First, “chef” means boss. He is serious about this. You must not laugh.

I like Diet Pepsi. It tastes like pencils, and that’s what I like about it. He licks a penne, scorns the iodine in my missalted water. Swooning, I worry that he will taste old boyfriends, every sour, bitter love gone by. Instead his kiss channels Mom’s fried Spam slices, her square miles of mac and cheese. His taste buds plumb my DNA’s depths. Practiced teeth seek the melt and chew that was Oma’s creamed spinach. Breathing hard, we hold hands, scan menus, at a long-ago lunch counter.

Tummel’s club sandwiches, circa 1958:
1. chicken salad and bacon
2. tuna, sliced egg, and cheese
3. minced ham and lettuce
4. cream cheese, jelly, peanut butter, chopped nuts
5. tongue. No, not tongue. Yes, tongue.

Ask him to wash his hands. Chile pepper atoms glow warm, sting with sexy danger, tonight. You will regret this in the morning.

I am still learning. My demonstration cow, he shows me his cuts of meat: chops, sirloin, rump. I taste each one, note the nuances. Muscles that work hard are flavorful but tough. Flank steak legs stand thirteen hours, run up and down stairs, bend into fridges. Shank arms tote ice blocks, lift sheet pans, carry me like a sack of potatoes. His back fat, enriched by confit and whipped cream, is tender. I pinch him in the filet mignon and he squeals like a pig.

Wearing condoms is like chicken breast en papillote, he will say. (That’s parchment, he’ll add, as if you don’t know). It’s healthy, but there’s something in the way. Bareback is like sauté. Lubed with fat, more spatter, more succulence. Make him wear one anyway.

He is at once more gentle and more vicious than I could have imagined. I am whisked, flipped, seared, chilled, sauced. Each touch of his scarred thumb heals me a little more.

You will fall in love for the perfect lines of an oven rack burn on his arm.
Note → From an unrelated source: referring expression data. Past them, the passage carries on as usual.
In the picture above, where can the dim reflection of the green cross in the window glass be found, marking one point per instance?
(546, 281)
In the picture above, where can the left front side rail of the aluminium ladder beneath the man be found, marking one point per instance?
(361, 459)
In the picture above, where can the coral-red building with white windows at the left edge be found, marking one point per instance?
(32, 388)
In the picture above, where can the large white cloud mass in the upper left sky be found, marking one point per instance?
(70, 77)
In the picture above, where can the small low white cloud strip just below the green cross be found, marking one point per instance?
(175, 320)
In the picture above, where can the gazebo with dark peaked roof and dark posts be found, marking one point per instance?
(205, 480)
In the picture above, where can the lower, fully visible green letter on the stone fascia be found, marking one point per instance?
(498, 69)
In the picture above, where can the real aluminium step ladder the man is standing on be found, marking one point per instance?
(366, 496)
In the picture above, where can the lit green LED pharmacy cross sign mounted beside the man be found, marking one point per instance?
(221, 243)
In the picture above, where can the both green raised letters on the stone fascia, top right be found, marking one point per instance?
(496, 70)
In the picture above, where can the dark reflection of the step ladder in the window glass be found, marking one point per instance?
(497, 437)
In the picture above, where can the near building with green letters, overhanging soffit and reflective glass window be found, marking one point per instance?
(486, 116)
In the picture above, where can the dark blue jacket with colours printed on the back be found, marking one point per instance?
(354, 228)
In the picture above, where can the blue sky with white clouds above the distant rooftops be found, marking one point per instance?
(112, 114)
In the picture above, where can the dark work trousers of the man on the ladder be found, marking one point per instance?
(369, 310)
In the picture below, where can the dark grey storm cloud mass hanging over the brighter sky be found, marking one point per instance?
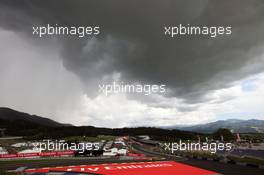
(132, 40)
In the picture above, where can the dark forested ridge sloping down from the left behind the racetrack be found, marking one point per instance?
(32, 127)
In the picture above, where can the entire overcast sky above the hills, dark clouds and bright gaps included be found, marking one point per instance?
(208, 78)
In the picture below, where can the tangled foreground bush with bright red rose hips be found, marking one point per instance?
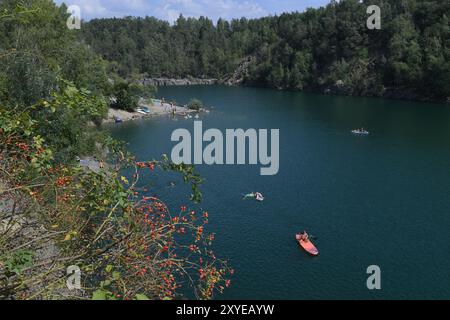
(56, 214)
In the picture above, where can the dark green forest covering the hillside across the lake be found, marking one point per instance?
(329, 49)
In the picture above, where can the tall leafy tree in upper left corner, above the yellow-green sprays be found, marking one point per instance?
(37, 48)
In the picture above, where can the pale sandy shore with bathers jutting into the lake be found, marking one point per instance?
(156, 109)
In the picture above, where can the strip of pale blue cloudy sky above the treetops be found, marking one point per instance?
(170, 9)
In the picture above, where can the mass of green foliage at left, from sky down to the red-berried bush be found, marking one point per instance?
(41, 59)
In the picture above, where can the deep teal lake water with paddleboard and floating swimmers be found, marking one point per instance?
(382, 199)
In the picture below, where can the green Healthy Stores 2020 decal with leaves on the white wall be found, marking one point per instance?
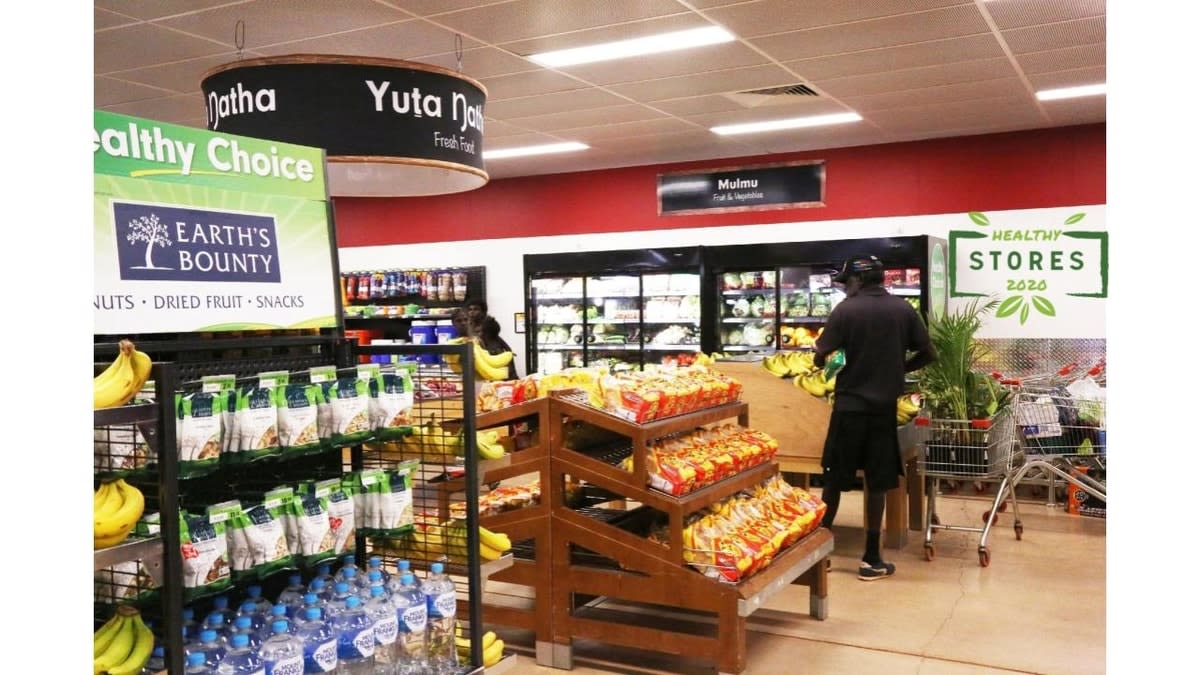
(1029, 267)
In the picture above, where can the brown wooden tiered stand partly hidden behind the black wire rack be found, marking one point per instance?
(529, 528)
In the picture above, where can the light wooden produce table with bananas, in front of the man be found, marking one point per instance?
(800, 422)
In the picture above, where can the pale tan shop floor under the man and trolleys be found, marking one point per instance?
(1040, 607)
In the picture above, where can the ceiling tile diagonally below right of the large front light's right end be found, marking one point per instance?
(920, 55)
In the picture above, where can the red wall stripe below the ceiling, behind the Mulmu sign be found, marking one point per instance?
(1027, 170)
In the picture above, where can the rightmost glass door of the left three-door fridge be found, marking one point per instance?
(671, 319)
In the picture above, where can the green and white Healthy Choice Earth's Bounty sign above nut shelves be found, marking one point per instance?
(199, 231)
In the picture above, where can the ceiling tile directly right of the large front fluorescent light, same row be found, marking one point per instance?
(938, 25)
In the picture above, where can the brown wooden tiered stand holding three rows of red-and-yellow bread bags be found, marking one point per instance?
(597, 555)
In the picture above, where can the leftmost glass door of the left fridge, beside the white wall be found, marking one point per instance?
(559, 310)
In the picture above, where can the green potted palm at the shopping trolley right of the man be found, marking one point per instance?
(958, 396)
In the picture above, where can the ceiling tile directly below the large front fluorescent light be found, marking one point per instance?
(712, 58)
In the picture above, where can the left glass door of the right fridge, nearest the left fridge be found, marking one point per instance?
(748, 308)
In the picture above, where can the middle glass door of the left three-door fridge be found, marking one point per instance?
(614, 316)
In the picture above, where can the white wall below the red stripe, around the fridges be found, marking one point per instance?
(1077, 318)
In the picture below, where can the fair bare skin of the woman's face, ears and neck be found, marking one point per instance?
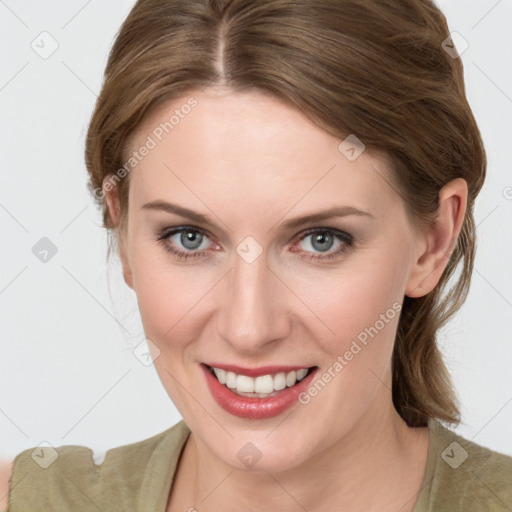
(249, 161)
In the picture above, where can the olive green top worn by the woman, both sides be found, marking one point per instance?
(461, 476)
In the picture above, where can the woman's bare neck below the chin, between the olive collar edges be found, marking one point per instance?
(378, 465)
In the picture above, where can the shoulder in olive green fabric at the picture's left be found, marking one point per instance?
(53, 478)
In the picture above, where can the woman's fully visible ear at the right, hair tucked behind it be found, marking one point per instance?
(436, 244)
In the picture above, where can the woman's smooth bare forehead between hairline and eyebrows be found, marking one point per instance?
(250, 147)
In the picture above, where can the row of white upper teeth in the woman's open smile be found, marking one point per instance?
(264, 385)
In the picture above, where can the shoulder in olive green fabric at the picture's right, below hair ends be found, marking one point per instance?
(463, 475)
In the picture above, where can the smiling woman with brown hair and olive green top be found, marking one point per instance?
(289, 186)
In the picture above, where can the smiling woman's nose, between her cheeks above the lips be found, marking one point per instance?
(253, 310)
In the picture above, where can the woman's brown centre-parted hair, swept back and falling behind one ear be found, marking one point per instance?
(376, 69)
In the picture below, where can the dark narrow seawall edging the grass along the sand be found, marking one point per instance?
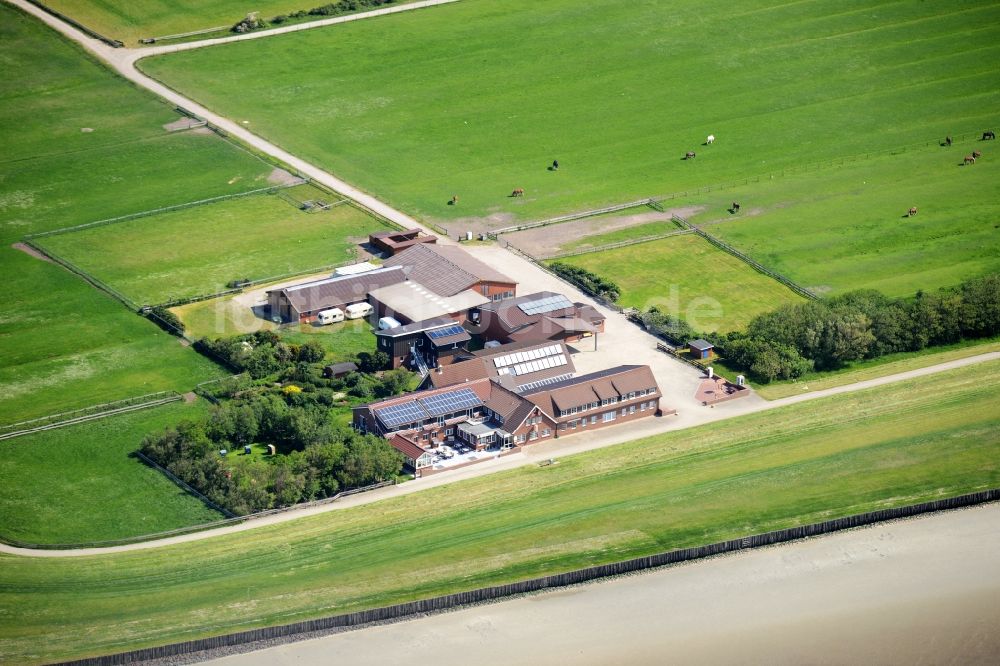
(533, 585)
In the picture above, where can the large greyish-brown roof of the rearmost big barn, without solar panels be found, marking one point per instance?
(444, 269)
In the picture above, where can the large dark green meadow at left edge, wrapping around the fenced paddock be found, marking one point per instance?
(63, 344)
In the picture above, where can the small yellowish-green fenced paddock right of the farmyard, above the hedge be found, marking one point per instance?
(688, 277)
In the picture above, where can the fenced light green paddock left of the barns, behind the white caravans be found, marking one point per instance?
(198, 250)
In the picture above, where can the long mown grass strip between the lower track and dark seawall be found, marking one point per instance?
(851, 453)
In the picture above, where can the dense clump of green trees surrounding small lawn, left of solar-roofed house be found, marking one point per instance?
(316, 459)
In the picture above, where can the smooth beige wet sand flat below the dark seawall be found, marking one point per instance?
(921, 591)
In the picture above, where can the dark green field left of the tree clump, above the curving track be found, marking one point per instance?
(79, 484)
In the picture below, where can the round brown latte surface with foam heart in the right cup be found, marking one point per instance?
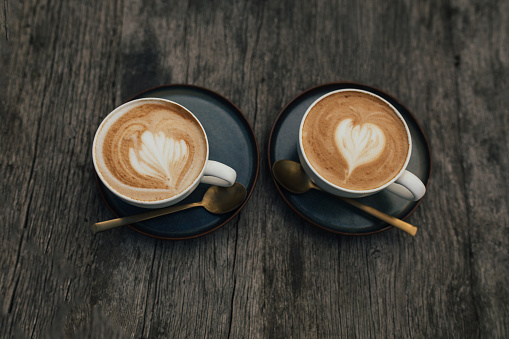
(355, 140)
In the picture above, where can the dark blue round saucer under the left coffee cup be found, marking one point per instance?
(231, 141)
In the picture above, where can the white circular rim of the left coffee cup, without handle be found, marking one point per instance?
(152, 203)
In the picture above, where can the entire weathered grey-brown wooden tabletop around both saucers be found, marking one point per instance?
(266, 274)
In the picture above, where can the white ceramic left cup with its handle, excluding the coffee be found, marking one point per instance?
(213, 172)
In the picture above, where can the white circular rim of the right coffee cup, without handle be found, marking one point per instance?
(359, 192)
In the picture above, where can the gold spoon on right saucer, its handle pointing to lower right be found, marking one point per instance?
(291, 176)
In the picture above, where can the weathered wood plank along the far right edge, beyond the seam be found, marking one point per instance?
(482, 62)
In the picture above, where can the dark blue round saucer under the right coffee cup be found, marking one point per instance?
(324, 210)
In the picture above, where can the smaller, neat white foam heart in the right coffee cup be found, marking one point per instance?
(359, 144)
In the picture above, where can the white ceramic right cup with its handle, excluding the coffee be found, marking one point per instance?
(405, 184)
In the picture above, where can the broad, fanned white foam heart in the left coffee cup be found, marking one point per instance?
(159, 157)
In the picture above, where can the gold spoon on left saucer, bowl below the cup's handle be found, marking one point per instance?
(216, 200)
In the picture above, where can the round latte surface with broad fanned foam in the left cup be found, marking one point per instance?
(151, 152)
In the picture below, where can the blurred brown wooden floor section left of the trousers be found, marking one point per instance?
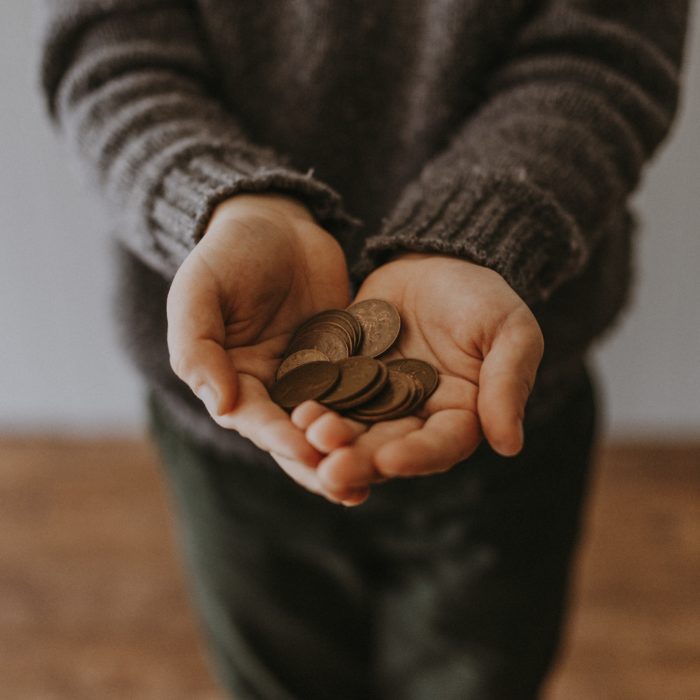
(93, 601)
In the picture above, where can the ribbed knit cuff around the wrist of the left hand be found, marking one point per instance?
(198, 181)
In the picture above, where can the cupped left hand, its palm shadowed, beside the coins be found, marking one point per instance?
(262, 267)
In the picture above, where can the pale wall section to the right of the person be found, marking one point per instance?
(649, 366)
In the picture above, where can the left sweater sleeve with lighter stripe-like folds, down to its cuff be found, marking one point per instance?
(129, 84)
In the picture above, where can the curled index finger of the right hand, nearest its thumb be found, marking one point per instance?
(447, 437)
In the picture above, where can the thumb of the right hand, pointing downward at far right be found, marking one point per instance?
(505, 382)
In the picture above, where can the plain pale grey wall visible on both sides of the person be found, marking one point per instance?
(60, 368)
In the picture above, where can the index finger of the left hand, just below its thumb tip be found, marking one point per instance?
(258, 418)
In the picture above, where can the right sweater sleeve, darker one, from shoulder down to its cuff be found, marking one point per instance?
(527, 182)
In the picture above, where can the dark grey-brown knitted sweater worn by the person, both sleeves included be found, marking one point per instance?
(506, 132)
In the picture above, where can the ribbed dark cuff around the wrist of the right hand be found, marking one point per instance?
(507, 225)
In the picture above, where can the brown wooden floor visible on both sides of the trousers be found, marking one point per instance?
(93, 604)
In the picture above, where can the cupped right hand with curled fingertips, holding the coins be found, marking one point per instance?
(466, 321)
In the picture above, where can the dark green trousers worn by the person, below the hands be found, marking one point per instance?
(450, 587)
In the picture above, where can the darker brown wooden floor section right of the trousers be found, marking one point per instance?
(635, 626)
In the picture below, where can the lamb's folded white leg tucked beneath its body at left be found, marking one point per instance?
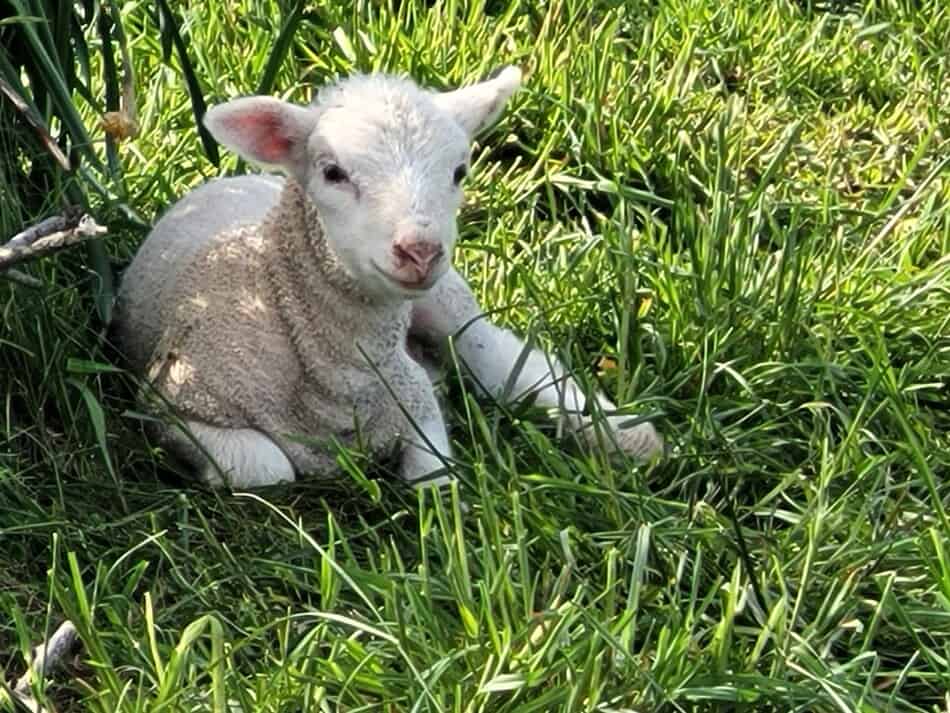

You will leave him for late hours, grease smells, low paycheck. You will return for the risotto.




  I have learned new words in French, all forms of torture. Batonnet, chiffonade, julienne. I am issued plastic vegetables, models from large dice to brunoise. This last is the tiniest, most perfect cube you can imagine. Make one. Make five hundred more from a single stalk of celery. Do this to a case of celery. Still want to be a chef?

“Your knife is an extension of your hand, an extension of yourself,” my textbook reads. My knife is an angry dog. It knows I’m afraid and it bites. “Your knife must be sharp enough to slice meat.” It is, mine. “Never let anyone use your knife. Keep it safe. Show it respect.” Especially once it has tasted blood.

I am unable to turn parsley into dust. Everyone else has vaporized the spiky green leaves, boards chattering, wrists flying. The chef says mine still looks like parsley. It is parsley. A tear drips down, makes things harder.

A tournéed carrot looks like a seven-sided football, 3/4 inch by 1/4 inch. Not six-sided. Six would be easy. Seven. I slash at my fingertips with the birdbeak knife. Do they taste better because they’re so hard to do? I don’t know. They’re my children.

My first job at my first job is to slice scallions. Not chop, slice. I botch it, and am not allowed to slice scallions any more. Every night my chef places a quart of sliced scallions on my board. Every night he reminds me that he’s not going to do this forever. This goes on for six months. Then I quit.




  What have I killed in my life? Bugs, fish. Dismembered thousands of chickens. Lobsters are big roaches, easy to snuff.

The sadness of knees on frogs’ legs, baby lamb shank ankles couldn’t keep me out of cooking school.

We learned to butcher from large to small. Cut up halves of cow, tracing the joints. Next: lamb, pig, turkey.

I tried to be absent the next day. If they said bunny on the menu, no one would order it. In France, they leave a patch of fur, so you know it’s not a cat. I closed my eyes, closed my heart, cut.